Tuesday, October 04, 2005

Lack of charity

GNU BRITAIN

The charity Scope has announced that it is £8m in the red. The organisation blames the deficit on a much lower trading income than expected; a shortfall in the pension fund; delays in the sale of some of its properties; and - get this - "management and support costs running over budget by £800,000" [sic].

Scope is one of the biggest charities in the UK. In a manner of speaking it's a business, just as M&S is a business, or Virgin, or the excellent Giraffe restaurant chain. It employs 4000 people (not for much longer, it seems). You would have thought that they could employ someone to tidy up the books.

But it's not as simple as that, is it? My experience of charities is that they are almost always run by well-meaning individuals who have virtually no clue how to handle finances, or by power-crazy but inadequate people getting off on the pleasure of being a big fish in a small pool.

Naturally, Scope have blamed the government for "under-funding some services it provides, such as residential and school places, which means it has to spend an additional £4m a year." Fair enough - any government can always do more. But that's what charities are there for - making up the shortfalls left after government funding has come and gone.
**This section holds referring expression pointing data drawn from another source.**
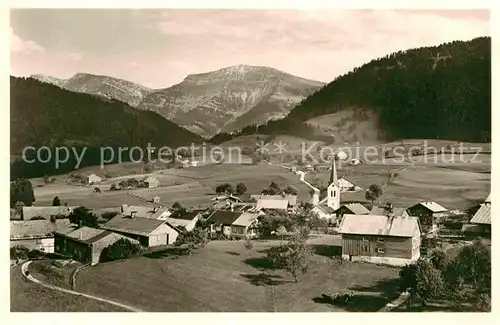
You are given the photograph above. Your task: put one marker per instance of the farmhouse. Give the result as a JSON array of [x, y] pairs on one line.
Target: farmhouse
[[380, 239], [348, 185], [428, 212], [187, 220], [152, 182], [152, 211], [36, 234], [324, 212], [149, 232], [351, 208], [231, 223], [389, 210], [84, 244], [45, 212], [480, 224], [93, 179]]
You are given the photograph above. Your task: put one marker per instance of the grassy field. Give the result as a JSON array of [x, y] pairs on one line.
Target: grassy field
[[224, 276], [26, 296]]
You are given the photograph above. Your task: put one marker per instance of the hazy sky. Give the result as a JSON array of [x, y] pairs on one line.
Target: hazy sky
[[158, 48]]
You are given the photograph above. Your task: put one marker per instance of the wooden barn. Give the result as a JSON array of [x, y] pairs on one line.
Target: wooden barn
[[380, 239]]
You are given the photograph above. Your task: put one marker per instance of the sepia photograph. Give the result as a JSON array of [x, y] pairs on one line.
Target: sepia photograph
[[250, 160]]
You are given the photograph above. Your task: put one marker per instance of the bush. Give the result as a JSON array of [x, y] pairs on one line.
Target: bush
[[121, 249]]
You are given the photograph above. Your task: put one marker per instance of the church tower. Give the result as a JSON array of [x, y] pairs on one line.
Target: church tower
[[333, 191]]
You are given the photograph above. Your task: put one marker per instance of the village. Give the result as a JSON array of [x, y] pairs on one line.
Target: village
[[54, 243]]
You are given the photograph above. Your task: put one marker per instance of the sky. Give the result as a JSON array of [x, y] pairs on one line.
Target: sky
[[159, 48]]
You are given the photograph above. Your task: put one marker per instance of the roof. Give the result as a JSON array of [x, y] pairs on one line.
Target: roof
[[225, 217], [245, 219], [397, 212], [272, 204], [46, 212], [292, 199], [483, 215], [325, 208], [143, 211], [135, 226], [36, 228], [85, 235], [368, 224], [355, 208], [432, 206]]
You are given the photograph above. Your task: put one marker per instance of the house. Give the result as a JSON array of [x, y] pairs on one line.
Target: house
[[232, 223], [292, 199], [272, 204], [36, 234], [93, 179], [84, 244], [480, 224], [429, 213], [351, 208], [152, 211], [152, 182], [187, 220], [324, 212], [389, 210], [380, 239], [149, 232], [45, 212], [348, 185]]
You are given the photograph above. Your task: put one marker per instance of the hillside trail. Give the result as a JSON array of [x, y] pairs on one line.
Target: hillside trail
[[24, 269]]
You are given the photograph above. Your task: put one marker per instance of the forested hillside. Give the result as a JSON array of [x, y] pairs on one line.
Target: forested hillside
[[432, 92], [46, 115]]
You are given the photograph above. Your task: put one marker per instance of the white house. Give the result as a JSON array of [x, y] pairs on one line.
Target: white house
[[93, 179], [152, 182]]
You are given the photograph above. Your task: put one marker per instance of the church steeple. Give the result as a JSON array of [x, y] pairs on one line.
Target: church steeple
[[333, 173]]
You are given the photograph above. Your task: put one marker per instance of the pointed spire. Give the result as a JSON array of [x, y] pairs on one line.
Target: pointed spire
[[333, 173]]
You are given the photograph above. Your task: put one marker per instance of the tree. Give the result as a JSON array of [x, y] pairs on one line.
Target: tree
[[292, 190], [192, 239], [83, 216], [241, 188], [373, 193], [21, 190], [421, 280], [56, 202], [293, 257], [224, 188], [121, 249]]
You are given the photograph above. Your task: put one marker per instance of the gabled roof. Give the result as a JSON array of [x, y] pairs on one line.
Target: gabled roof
[[367, 224], [397, 212], [245, 219], [355, 208], [46, 212], [432, 206], [272, 204], [84, 235], [135, 226], [483, 215], [143, 211], [36, 228], [224, 217]]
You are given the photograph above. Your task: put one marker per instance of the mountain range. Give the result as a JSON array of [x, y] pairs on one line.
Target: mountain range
[[218, 101]]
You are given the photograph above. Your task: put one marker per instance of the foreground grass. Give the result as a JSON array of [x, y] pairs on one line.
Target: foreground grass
[[26, 296], [225, 276]]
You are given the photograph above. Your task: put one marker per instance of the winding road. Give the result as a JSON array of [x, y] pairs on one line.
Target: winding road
[[24, 270]]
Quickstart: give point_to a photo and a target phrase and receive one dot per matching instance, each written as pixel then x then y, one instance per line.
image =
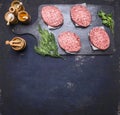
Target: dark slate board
pixel 69 26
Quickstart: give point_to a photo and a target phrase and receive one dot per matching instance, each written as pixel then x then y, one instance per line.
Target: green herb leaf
pixel 107 20
pixel 47 44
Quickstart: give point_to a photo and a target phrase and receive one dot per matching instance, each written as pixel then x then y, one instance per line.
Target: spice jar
pixel 10 18
pixel 24 17
pixel 17 43
pixel 18 6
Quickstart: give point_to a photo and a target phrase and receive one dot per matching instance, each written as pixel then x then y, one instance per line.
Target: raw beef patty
pixel 52 16
pixel 80 15
pixel 69 41
pixel 99 38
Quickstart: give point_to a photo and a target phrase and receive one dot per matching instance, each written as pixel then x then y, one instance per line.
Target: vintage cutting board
pixel 69 26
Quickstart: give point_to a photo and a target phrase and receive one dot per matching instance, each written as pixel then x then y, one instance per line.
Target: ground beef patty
pixel 69 41
pixel 99 38
pixel 52 16
pixel 80 15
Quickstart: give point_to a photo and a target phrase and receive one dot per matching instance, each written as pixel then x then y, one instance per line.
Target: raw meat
pixel 99 38
pixel 52 16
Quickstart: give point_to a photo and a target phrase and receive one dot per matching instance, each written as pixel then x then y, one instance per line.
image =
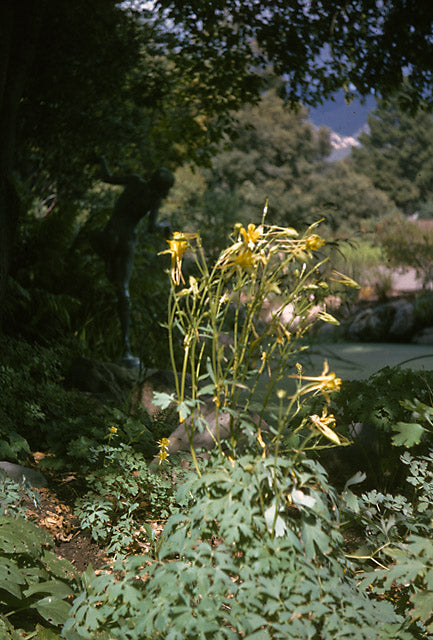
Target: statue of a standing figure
pixel 116 242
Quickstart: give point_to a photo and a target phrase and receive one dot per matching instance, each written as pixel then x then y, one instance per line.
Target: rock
pixel 403 321
pixel 385 322
pixel 204 439
pixel 17 472
pixel 159 380
pixel 425 336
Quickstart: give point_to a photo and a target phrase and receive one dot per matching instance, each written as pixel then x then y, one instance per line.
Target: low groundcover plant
pixel 257 552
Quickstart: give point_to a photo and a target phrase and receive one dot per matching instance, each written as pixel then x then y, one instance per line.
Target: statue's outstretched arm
pixel 153 214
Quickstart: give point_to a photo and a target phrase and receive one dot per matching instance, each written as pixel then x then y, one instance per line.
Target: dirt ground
pixel 54 513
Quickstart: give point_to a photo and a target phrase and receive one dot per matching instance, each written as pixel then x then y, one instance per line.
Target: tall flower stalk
pixel 234 345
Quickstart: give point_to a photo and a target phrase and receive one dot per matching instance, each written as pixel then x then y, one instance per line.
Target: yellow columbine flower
pixel 177 247
pixel 325 425
pixel 163 453
pixel 325 383
pixel 251 235
pixel 261 442
pixel 314 242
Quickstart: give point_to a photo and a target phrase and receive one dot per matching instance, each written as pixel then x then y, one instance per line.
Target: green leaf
pixel 163 400
pixel 53 610
pixel 423 601
pixel 53 587
pixel 47 634
pixel 408 434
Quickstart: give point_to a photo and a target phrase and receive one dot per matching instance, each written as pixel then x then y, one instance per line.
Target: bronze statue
pixel 116 242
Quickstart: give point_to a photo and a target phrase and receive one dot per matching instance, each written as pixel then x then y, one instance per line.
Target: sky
pixel 346 120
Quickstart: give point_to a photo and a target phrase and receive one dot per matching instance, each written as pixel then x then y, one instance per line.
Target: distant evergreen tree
pixel 397 154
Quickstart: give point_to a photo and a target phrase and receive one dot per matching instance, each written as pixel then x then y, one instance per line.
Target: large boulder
pixel 392 321
pixel 19 473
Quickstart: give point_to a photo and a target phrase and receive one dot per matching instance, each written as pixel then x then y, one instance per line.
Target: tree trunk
pixel 19 27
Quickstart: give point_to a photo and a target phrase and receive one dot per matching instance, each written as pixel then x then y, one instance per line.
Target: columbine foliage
pixel 123 493
pixel 241 565
pixel 397 541
pixel 34 582
pixel 230 346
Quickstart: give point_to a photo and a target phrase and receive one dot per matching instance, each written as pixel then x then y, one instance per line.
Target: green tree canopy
pixel 157 84
pixel 397 154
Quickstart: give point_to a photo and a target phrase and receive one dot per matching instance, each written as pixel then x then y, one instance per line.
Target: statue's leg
pixel 124 311
pixel 123 268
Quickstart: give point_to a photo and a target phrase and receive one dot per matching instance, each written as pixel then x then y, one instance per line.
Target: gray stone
pixel 403 321
pixel 17 472
pixel 425 336
pixel 204 438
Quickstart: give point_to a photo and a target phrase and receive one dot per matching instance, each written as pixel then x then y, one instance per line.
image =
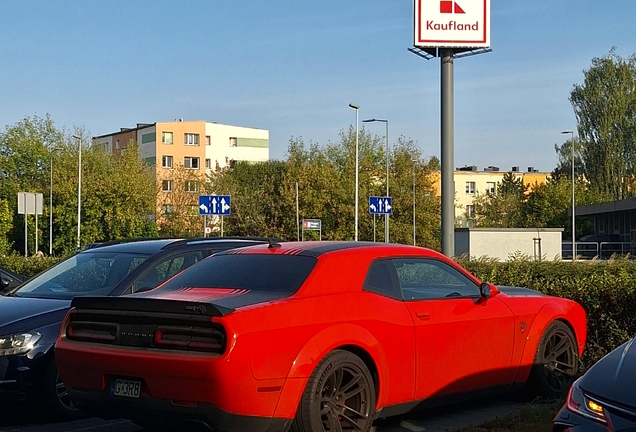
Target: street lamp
pixel 573 218
pixel 51 204
pixel 356 107
pixel 386 216
pixel 79 188
pixel 413 161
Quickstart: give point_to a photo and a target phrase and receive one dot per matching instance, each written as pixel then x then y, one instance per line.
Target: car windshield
pixel 245 271
pixel 87 273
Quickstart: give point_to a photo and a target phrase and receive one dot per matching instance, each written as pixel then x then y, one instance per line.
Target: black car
pixel 9 280
pixel 604 398
pixel 31 315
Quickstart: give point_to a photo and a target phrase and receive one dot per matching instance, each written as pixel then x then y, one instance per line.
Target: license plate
pixel 126 388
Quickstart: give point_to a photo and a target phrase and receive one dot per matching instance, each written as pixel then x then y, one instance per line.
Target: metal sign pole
pixel 447 159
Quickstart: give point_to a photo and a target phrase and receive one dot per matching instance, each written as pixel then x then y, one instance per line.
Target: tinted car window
pixel 432 279
pixel 88 273
pixel 252 272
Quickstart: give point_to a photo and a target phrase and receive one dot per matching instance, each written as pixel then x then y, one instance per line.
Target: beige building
pixel 183 152
pixel 469 182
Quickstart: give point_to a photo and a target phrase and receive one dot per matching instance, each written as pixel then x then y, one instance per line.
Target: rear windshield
pixel 253 272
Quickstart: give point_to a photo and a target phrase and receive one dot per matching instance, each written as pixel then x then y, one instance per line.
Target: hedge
pixel 605 289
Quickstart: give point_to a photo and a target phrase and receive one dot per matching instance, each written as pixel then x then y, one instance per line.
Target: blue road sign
pixel 218 205
pixel 380 205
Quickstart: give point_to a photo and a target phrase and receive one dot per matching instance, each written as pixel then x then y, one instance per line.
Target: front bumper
pixel 21 375
pixel 146 410
pixel 567 421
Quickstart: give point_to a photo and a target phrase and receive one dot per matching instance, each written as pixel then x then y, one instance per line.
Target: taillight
pixel 92 331
pixel 189 338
If they over-reach themselves, they have only themselves to blame. It goes without saying that people should give more to charity. But there is unlimited need out there, and it has to be accepted that people won't go dipping into their pockets for ever.

Sorry to sound like a Tory - I have been spending too much time musing on the leadership contest and reading Tory blogs to get their take on it. But charities are notoriously untidy ships and I have long felt they contribute to their own difficulties.